If Koenig and Hayes can’t break from their funk, the Badgers will need the multiple players off the bench to score, rebound or dive on the floor for loose balls to create opportunities, as it has been too often lately where only one bench player has produced. Over the last five games Wisconsin’s bench has contributed only 23 points on 9-for-29 (31 percent) shooting from the field.
Mid-Range Jumper: Re-Establishing the three
After shooting 13-for-29 (44.8 percent) in the loss to Purdue, Wisconsin’s offense has struggle from 3-point range over the last two games. Against Nebraska and Pittsburgh, Wisconsin shot 20 percent (4-for-20) and 21.1 (4-for-19) from the perimeter, respectively.
In order to beat Xavier, the Badgers will need to find a way to knock down the 3-point shot in order to help break Xavier’s 1-3-1 zone. The gaps in the zone will provide open opportunities for Wisconsin’s offense, so the Badgers will need to hit some early to balance out defense. UW will need something from Koenig, who is 3-for-17 from 3-point range after shooting 50 percent from the perimeter the previous three games prior to that.
With Koenig struggling as of late, Brown has been able to step up by averaging three 3-pointers over the last five games on an average of five attempts. Xavier will have to pay attention when the junior receives the ball out on the perimeter, as Brown is 6-for-8 from 3-point range this postseason.
Xavier held teams to 32.7 percent from three in Big East play and limited Weber State to 19 percent (4-for-21) in its 18-point first-round win.
Even if Wisconsin can hit some shots from the perimeter, the Badgers will have to be stronger finishing around the rim, as there have been instances the last two games of leaving points on the floor due to missed layups. It’s part of the reason why Wisconsin posted first-half scoring droughts of 3:46, 5:12 and 3:58 against Pitt.
Those type of scoring slumps will be difficult to overcome against a talented Xavier squad with its high-scoring offense and a defense holding team to only 41.5 percent shooting.
3-Pointer: Containing Xavier’s offense
As just mentioned above, Xavier’s offense is right up there with the likes of Indiana, Michigan State and Maryland in terms of productivity. The Musketeers have shown the ability to score efficiently and with balance, as four players average double figures and all shoot at least 40 percent from the field.
Trevon Bluiett leads Xavier in scoring (15.3 points per game) and 3-point field goal percentage (39.7 percent), but he isn’t the only player who is capable of hitting shots from the perimeter. Shooting 36.4 percent as a team, Xavier also has Myles Davis making 38.2 percent of his threes.

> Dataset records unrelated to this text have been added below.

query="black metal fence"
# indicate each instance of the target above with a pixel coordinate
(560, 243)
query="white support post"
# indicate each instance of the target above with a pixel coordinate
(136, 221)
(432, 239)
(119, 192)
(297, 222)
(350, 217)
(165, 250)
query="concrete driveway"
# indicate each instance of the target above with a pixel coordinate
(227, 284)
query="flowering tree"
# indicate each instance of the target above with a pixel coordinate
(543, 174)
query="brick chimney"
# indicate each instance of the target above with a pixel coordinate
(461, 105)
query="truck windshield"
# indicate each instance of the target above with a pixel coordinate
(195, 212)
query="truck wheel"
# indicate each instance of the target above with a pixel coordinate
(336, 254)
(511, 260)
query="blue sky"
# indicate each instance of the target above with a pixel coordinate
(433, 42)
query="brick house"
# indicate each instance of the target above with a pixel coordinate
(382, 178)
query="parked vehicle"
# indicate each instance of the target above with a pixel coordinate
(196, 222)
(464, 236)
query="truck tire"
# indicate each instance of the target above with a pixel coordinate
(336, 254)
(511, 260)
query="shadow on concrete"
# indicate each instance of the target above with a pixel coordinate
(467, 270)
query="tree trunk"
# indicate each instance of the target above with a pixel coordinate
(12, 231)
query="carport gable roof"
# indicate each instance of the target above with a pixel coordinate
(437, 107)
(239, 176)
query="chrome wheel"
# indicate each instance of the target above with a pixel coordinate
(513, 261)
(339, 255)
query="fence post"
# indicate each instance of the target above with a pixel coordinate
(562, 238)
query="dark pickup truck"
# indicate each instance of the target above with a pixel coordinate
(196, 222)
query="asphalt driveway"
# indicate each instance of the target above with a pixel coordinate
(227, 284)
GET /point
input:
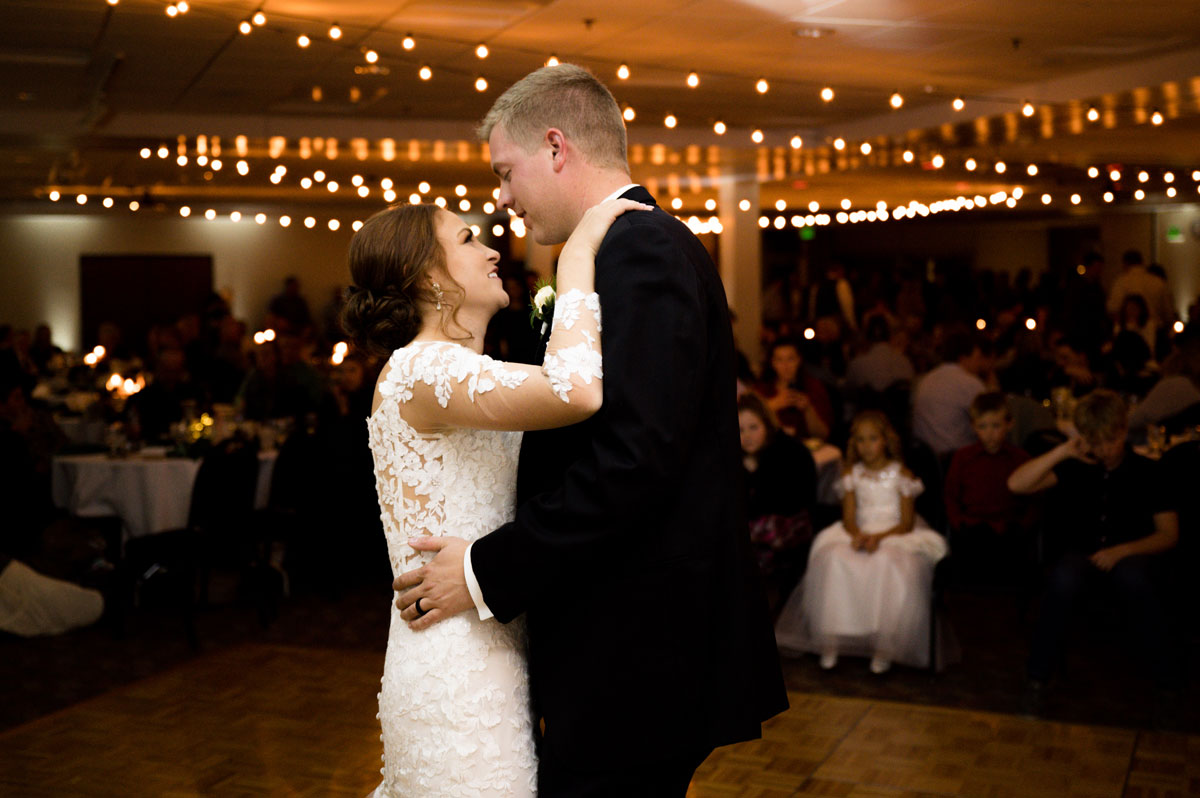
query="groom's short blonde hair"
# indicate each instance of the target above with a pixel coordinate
(570, 99)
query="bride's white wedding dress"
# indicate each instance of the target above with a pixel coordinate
(454, 705)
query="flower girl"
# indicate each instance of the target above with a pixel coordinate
(867, 591)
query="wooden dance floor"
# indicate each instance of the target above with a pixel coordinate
(273, 720)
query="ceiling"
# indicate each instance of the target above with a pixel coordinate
(85, 85)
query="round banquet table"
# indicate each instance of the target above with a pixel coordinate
(147, 490)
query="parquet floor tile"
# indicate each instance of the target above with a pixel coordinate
(298, 723)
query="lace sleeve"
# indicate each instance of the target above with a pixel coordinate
(441, 385)
(573, 355)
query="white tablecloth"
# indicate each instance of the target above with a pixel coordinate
(149, 493)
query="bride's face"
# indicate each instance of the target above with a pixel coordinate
(472, 265)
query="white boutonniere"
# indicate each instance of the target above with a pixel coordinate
(543, 306)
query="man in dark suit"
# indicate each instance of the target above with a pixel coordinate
(649, 641)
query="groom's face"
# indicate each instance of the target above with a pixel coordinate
(528, 186)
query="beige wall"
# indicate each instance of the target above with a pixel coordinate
(40, 262)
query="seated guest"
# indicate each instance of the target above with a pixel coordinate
(941, 400)
(797, 399)
(988, 523)
(883, 364)
(1116, 520)
(161, 402)
(1177, 390)
(867, 591)
(780, 485)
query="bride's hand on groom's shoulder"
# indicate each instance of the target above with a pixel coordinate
(439, 586)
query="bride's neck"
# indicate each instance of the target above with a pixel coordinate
(466, 329)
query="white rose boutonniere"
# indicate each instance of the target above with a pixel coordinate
(543, 310)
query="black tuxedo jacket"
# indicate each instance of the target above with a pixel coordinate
(629, 555)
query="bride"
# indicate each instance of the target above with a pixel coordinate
(444, 432)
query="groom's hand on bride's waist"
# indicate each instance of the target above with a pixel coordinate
(437, 589)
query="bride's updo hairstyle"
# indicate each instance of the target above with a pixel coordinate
(393, 259)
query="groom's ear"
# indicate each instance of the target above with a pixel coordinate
(556, 143)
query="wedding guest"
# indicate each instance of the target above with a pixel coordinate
(941, 400)
(867, 589)
(1176, 391)
(1115, 522)
(291, 306)
(988, 522)
(1135, 279)
(797, 399)
(780, 486)
(883, 364)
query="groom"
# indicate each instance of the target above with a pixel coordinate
(649, 641)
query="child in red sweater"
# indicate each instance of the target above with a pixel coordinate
(989, 525)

While the offense is in remission, Wisconsin put together one of its more complete defensive performances of the season in the second half Friday by making sure no Panthers player could get into an offensive rhythm. That same kind of defensive performance will be needed – and them some - against a Xavier team that can score in bunches.
That means Wisconsin has to avoid mental lapses, prevent dribble penetration, communicate the switches to prevent open looks and match Xavier’s physicality in the low post. UW was aggressive without fouling Friday (only 11 for the game) and can’t allow Xavier to rack up the free shots. The Musketeers attempted 453 free throws in conference play, the most by any team in the Big East, and connected on 74 percent of their free throws.
The one way to disrupt Xavier’s offense is turnovers. Although averaging 12.8 per game this season, the Musketeers have averaged 14.5 turnovers over the last two games. Wisconsin’s plus-2.5 turnover margin was second in the Big Ten this season, and the Badgers have forced their last 14 opponents into double-digit turnovers.
Scoring 13.5 points off turnovers the last 14 games, Wisconsin will need to deliver its best defensive game of the season.